SpudFiles

What pressure would I have to pump a 1 inch by 5 inch chamber to get 110 psi in a 2 inch by 36 inch chamber? I have no idea what eqaution I would use. Thanks.

Oh jeez, well you would need to find the volume of the two, then the compression ratio of pressure, which I'm pretty sure is 1 liter of 100 psi air is equivalent to 6 liters of air at atmospheric pressure, so with that you could probably figure it out with a bit of work...

Any clues as to what this is for? I'm intrigued...

Your question and information provided is very unclear. Do you mean a chamber with a 1 inch diameter that is 5 inches long and a second chamber with a 2 inch diameter that is 36 inches long? And do you mean what pressure you will need in the smaller chamber to get the second chamber to the goal pressure when both are connected?

Exactly what I mean. Well I am building a burst disk cannon and dont want to pump it till it bursts so instead I will make a small chamber with a ball valve so all I have to do is flip the valve open and BOOM. What do you think?

jon_89 wrote:Exactly what I mean. Well I am building a burst disk cannon and dont want to pump it till it bursts so instead I will make a small chamber with a ball valve so all I have to do is flip the valve open and BOOM. What do you think?

the second chamber can be removed and simply replaced with a burst disk right in front of the valve. Having the secondary chamber only decreases firing pressure.

I dont think I quite understand what you mean. I do get the pressure decreasing though.

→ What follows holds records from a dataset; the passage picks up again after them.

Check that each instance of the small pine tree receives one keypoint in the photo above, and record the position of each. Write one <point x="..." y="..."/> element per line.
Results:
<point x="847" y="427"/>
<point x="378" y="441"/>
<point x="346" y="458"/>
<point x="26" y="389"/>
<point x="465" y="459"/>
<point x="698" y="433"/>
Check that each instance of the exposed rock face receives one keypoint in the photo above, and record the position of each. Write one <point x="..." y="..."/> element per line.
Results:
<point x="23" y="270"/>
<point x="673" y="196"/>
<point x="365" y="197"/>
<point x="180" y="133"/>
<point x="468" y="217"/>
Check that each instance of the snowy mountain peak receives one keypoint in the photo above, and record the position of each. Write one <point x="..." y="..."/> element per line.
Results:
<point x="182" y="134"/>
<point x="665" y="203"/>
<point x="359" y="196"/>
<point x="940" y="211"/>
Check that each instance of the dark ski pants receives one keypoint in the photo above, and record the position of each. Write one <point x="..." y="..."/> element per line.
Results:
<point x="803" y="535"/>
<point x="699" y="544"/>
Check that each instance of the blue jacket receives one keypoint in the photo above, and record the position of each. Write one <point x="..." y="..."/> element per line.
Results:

the burst disk bursts at a set pressure. If you put a Ballvalve behind the burst disk, And open it, The disk will burst at its Set burst pressure, And by that time proboably have the Ballvalve mostly open, Yeilding a Higer powered shot that if you just used a Ballvalve.

Ok I get what you are saying, dont use the secondary chamber then?

The easiest way to do this would use a mixture of the ideal gas law, polytropic process relationships, and constant specific heats. It's a little more complicated than I'd like to explain so I'll just give you the answer. And I'm not even sure if the assumptions made are appropriate so take it for what it's worth.

Assuming no heat transfer you're looking at about 12000 psi of pressure. Assuming an isothermal process you're looking at about 2900 psi of pressure. Reality should be somewhere between the two but much closer to the no heat transfer assumption. This seems extremely high so maybe my math's wrong (or what VH_man said is very very true). Again, take it for what it's worth.

Edit: Let me state that I think my temperature drop assumption is incorrect because this happens too fast for everything to mix well. Consider the no heat transfer number to be extremely approximate.

of course, We can always just try and see what happens

Testing the unkown is how good things get started. So go ahead. Build it. If it doesnt work, Just make a new one untill it does!

But does putting the ball valve before the burst disk still have the same performance as just the burst disk? I remember there was once a topic on this and some said it worked some said it didnt.